По привычке вдруг звереет и шипит:
— Не галдеть…
Мы смеемся.
— Ты, Ильич, там с кем воюешь? — послышался сзади голос учителя.
— Грачи к тебе прилетели; принимай, коли охота… Ноги щепкой вытри, бестолочь!
— Это вы, друзья? — радостно воскликнул Парфен Янкудиныч, выходя из комнаты и застегивая ворот рубашки. — Ну, здравствуйте! И ты, Мавруша, пришла проведать? Добре, добре… Идите в хату чай пить.
После четвертого стакана я сказал:
— Вот Маврушка насчет книжек все думает: что там за книжки присланы в волость?
— И ты думаешь, — сказала девочка. — Мы оба…
— Ага, насчет книжек — дело! — воскликнул учитель и рассказал нам, что сейчас при волости будет бесплатная земская библиотека, откуда можно будет получать всем книги.
— Книга — нужная вещь: она —
Через неделю я получил: "Вениамин Франклин, его жизнь и деятельность" и "Полное собрание сочинений И. С. Никитина", а Мавра — "Австралия и австралийцы" и "Параша-Сибирячка".
Обе книжки я прочитал в один присест — за вечер и ночь. Несколько раз мать поднималась с постели и насильно тушила лампу, хлопая меня по голове, отец грозил выбросить в лохань "дурацкие побасенки", потому керосин теперь — четыре копейки фунтик, но я, переждав, когда они засыпали, снова зажигал огонь и читал.
Утром слипались глаза от бессонницы. Ползая по распаханным грядам и подбирая картофель, я несколько раз чуть не уснул, за что отец кричал на меня и называл нехорошими словами, а в душе у меня-то вставала светлая, чужая и далекая земля и в ней дерзкий человек, затеявший борьбу с небом, то грустные, тоскующие песни, так складно сложенные, такие звучные, простые и понятные.

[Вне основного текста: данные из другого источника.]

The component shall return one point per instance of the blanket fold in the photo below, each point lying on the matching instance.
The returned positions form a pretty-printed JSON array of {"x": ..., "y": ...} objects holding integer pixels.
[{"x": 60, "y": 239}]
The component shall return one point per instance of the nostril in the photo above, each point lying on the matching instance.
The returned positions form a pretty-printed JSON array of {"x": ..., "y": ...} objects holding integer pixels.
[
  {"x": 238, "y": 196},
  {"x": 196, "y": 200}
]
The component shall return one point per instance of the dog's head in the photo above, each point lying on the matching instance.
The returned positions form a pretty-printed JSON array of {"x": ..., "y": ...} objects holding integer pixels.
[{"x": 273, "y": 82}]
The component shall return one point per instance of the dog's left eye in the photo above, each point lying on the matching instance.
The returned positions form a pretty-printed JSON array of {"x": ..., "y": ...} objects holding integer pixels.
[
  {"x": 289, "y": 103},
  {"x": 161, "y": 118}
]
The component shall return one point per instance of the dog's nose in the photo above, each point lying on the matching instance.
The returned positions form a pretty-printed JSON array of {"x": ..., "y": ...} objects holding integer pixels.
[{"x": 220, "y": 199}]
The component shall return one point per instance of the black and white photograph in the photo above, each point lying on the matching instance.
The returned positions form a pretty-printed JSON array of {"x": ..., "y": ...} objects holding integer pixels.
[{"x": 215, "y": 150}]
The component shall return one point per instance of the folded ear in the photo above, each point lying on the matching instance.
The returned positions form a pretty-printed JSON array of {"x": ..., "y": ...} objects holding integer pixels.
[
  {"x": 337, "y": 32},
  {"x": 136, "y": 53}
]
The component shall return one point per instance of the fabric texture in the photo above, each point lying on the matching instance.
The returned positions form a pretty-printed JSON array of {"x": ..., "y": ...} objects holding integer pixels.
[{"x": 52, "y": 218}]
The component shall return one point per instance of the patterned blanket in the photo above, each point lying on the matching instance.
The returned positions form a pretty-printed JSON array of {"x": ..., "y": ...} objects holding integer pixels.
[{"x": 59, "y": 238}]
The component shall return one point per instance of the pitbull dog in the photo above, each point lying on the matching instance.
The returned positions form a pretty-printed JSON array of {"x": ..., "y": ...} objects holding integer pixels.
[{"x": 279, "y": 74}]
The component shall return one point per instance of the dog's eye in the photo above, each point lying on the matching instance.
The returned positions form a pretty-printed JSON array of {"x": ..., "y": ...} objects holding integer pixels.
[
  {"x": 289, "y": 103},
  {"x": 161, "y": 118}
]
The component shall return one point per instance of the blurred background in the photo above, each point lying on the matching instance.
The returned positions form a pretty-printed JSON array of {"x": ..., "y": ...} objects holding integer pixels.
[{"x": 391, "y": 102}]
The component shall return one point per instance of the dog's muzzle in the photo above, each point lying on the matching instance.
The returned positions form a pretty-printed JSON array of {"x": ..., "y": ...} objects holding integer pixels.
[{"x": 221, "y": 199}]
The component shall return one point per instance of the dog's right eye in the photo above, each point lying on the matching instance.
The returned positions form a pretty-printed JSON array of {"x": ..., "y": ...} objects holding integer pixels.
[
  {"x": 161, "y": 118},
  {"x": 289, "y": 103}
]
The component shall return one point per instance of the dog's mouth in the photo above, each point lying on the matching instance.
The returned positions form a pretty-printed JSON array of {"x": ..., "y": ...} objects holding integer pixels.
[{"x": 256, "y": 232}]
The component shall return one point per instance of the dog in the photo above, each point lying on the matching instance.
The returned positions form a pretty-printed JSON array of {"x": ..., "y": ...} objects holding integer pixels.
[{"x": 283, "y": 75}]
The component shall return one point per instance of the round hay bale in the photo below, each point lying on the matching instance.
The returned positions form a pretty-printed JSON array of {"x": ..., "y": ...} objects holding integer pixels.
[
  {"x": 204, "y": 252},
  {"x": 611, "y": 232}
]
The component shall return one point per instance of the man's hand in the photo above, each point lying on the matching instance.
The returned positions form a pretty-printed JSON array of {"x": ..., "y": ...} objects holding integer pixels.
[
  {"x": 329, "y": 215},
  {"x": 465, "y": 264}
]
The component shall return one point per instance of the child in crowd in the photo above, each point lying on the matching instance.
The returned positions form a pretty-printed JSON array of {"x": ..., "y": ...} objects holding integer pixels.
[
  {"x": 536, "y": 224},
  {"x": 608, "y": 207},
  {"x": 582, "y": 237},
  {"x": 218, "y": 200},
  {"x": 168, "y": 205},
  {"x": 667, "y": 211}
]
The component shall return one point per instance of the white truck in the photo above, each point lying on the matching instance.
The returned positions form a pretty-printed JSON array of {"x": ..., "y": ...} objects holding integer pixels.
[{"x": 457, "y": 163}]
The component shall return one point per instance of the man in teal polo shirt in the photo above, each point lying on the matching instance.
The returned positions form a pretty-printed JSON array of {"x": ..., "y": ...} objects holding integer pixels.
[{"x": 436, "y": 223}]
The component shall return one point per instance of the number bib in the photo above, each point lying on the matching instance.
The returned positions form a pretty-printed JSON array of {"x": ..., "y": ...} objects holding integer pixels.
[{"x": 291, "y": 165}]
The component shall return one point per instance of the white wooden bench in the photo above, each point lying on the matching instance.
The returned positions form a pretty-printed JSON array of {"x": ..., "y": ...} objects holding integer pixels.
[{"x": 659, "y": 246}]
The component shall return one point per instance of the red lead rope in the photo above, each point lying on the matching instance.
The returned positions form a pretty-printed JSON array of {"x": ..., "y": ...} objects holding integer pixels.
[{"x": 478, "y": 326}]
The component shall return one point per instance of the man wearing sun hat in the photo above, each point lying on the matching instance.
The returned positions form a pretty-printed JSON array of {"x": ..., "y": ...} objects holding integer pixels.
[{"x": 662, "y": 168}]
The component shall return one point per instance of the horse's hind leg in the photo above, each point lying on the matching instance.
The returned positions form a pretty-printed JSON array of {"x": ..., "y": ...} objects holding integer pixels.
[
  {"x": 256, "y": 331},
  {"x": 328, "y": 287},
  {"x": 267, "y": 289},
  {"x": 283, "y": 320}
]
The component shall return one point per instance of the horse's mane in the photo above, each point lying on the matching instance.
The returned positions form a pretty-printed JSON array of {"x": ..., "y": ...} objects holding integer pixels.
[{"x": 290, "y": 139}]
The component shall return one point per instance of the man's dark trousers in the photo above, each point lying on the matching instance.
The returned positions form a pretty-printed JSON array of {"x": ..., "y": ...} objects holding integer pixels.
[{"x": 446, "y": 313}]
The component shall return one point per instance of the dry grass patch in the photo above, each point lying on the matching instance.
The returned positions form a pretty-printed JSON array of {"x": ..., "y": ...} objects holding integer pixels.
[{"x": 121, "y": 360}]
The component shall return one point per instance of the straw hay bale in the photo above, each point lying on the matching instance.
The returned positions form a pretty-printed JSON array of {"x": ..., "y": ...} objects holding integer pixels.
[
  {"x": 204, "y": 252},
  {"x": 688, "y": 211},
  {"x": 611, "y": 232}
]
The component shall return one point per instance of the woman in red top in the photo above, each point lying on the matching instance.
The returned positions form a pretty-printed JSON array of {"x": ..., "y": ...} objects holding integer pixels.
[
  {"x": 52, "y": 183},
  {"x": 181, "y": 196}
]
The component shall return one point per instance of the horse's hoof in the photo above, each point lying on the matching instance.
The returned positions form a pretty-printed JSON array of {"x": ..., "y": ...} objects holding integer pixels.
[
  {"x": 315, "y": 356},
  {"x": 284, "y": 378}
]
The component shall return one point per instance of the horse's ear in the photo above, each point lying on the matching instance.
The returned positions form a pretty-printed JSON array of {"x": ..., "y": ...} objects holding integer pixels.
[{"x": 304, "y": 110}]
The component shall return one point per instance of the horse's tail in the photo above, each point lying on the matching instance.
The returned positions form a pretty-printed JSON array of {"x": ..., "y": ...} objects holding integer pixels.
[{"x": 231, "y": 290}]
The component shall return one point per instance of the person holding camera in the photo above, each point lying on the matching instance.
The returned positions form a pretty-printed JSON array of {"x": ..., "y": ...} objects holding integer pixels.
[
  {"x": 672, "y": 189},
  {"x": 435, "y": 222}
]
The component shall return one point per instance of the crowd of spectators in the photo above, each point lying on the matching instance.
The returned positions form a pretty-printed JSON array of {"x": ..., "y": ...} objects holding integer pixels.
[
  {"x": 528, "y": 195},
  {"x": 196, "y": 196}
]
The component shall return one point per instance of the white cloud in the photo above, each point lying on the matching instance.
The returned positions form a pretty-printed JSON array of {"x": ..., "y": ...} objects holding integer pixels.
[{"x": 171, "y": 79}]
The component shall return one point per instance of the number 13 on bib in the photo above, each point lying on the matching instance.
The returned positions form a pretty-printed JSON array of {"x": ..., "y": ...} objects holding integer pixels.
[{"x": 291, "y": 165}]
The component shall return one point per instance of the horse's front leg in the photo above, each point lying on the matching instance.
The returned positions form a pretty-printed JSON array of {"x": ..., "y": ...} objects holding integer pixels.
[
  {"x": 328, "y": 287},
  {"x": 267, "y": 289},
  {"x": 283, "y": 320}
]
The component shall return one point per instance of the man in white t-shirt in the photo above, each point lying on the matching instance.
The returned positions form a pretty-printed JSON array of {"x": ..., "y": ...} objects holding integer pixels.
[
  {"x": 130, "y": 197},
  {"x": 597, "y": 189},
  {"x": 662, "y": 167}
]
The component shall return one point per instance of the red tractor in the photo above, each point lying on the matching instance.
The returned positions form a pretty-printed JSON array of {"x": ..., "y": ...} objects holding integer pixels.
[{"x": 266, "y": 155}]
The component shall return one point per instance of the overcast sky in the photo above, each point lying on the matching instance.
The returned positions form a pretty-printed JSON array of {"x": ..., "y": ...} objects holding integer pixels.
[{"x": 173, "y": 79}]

Дотянув кое как до обеда, я убежал с книгою стихов в амбар и снова перечитывал их, а вече ром, при огне, сам написал стихотворение, озаглавив его:
НАША ЖИЗНЬ
Близко речки стоят хаты — Не убоги, не богаты: То без крыш, то без двора, Кругом нету ни кола. На стенах везде заплаты. Наш народ все неуклюжий И подраться любит дюже; Он прозванье всем дает, В праздник песенки поет.Начиная с крайнего двора, я перечислил всех осташковцев — какие они есть:
Дядя Тихон — киловатый, А Митроха — жиловатый, Есть Ораша, толстый пупок, Есть и староста сельской— Кожелух, дурак надутый, Он жену взял из Панской…И так — до другого конца — всех под ряд. Заканчивалось мое писание так:
Каждый день здесь ссоры, драки. Каждый день здесь визг и плач. Вот поеду с отцом в город — Там куплю я им калач: Может, бог даст, перестанут И немножко отдохнут, Драться, биться позабудут, Покамест калач-то жрут…Ребята, выслушав на следующий день мою песню, пришли в восхищение.
— Вот это важно, — сказали они, — только знаешь что? — матерщинкой ее надо подперчить — слов пятнадцать!.. Тогда понимаешь, скус другой, петь будет можно…
— А если так — без матерщины? — пробовал защищаться я. — Ее и так бы можно спеть,
— Ну, брат, не та материя! — засмеялись товарищи. — Про всех бы, знаешь! Подошел к окну и выкладывай, что надо, а матюком — на смазку, чтоб не отлипло? Как там у тебя про старосту?